How are non-human agents performing complex, long horizon tasks, going to communicate with us and each other?

  • Communication channels that humans use are not designed for bots to use, and often actively discourage bot usage with things like captchas and 2FA.
  • Agents must be able to communicate effectively with humans (see point 1) and each other.
  • Ideally, agents would be able to communicate via channels that humans are already using, like email, instant messaging (WhatsApp, Telegram, Signal etc), Slack and others.
  • Eventually, agents will be able to use these services just like humans by navigating using a browser, but there are complexities that make this more difficult than it needs to be for AI agents in the short term
  • For example, to create and use a Gmail account, agents need to complete a sign up via the online form, get a 2FA code to your phone number to verify you are human (where does the agent find this phone number and access its messages?), enter the code into the form, then, if the agent wants programmatic access to emails rather than reading them via the UI, it must enable 2FA with an authenticator app like Microsoft Authenticator (or with a command line tool), then navigate to a hard-to-find page which provides App Password, generate an app key, then write code to configure an SMTP client to read mail using the correct configuration.
  • Processes such as these will bottleneck agents from sending and receiving messages to humans and each other, and should be streamlined if we are to make agents maximally efficient in the near term.

Agent Auth

As an increasing percentage of web traffic starts to come from AI powered agents, it will become more and more important to give agents the ability to authenticate themselves on websites and prove their identity.

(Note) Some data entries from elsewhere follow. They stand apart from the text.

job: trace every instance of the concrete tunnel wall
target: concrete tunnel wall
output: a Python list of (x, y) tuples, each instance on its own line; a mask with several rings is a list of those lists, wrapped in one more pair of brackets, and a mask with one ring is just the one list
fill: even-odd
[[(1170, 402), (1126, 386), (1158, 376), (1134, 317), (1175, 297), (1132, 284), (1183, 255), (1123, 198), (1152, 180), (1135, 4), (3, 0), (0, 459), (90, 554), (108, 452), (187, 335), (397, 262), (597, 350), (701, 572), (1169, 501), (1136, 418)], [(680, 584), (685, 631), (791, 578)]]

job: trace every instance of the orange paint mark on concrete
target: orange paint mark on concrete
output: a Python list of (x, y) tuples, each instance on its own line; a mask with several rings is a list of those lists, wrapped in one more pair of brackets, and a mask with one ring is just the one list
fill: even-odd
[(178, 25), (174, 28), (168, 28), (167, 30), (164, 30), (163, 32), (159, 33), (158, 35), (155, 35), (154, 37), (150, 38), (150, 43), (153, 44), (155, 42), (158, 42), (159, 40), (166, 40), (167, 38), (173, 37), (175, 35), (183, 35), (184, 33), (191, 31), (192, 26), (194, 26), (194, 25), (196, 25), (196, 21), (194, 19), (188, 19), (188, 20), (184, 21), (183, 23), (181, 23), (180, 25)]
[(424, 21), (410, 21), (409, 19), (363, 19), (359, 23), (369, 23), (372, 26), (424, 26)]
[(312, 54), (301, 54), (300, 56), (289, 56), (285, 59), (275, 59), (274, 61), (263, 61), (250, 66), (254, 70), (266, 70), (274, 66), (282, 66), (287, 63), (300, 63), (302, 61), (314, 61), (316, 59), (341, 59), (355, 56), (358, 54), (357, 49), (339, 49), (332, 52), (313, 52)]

  • Currently, even harmless bots traversing the web and performing tasks will be blocked via Captchas and other bot-blocking mechanisms.
  • As agents become responsible for increasing amounts of legitimate web traffic (e.g. booking hotels or signing in to a trading website to pull information about a company's financial reports) we should welcome this traffic rather than trying to block it.
  • Early agentic systems will find their success rates lowered by these measures.
  • Companies may still want to take measures to prevent abuse of their platform (i.e. x.com may want to block mass scraping and gmail may want to stop people using their platform for spam campaigns), but we should find a way for legitimate agents to perform their tasks without being inhibited.
  • For example, when navigating to a web page login form, users should be able to select Human or AI and go to the correct login page.
  • AI logins should rely on some kind of identification mechanism that ties them to a specific organisation. These organisations could be registered with a centralised authority or the verification could be decentralised and rely on some kind of reputation system.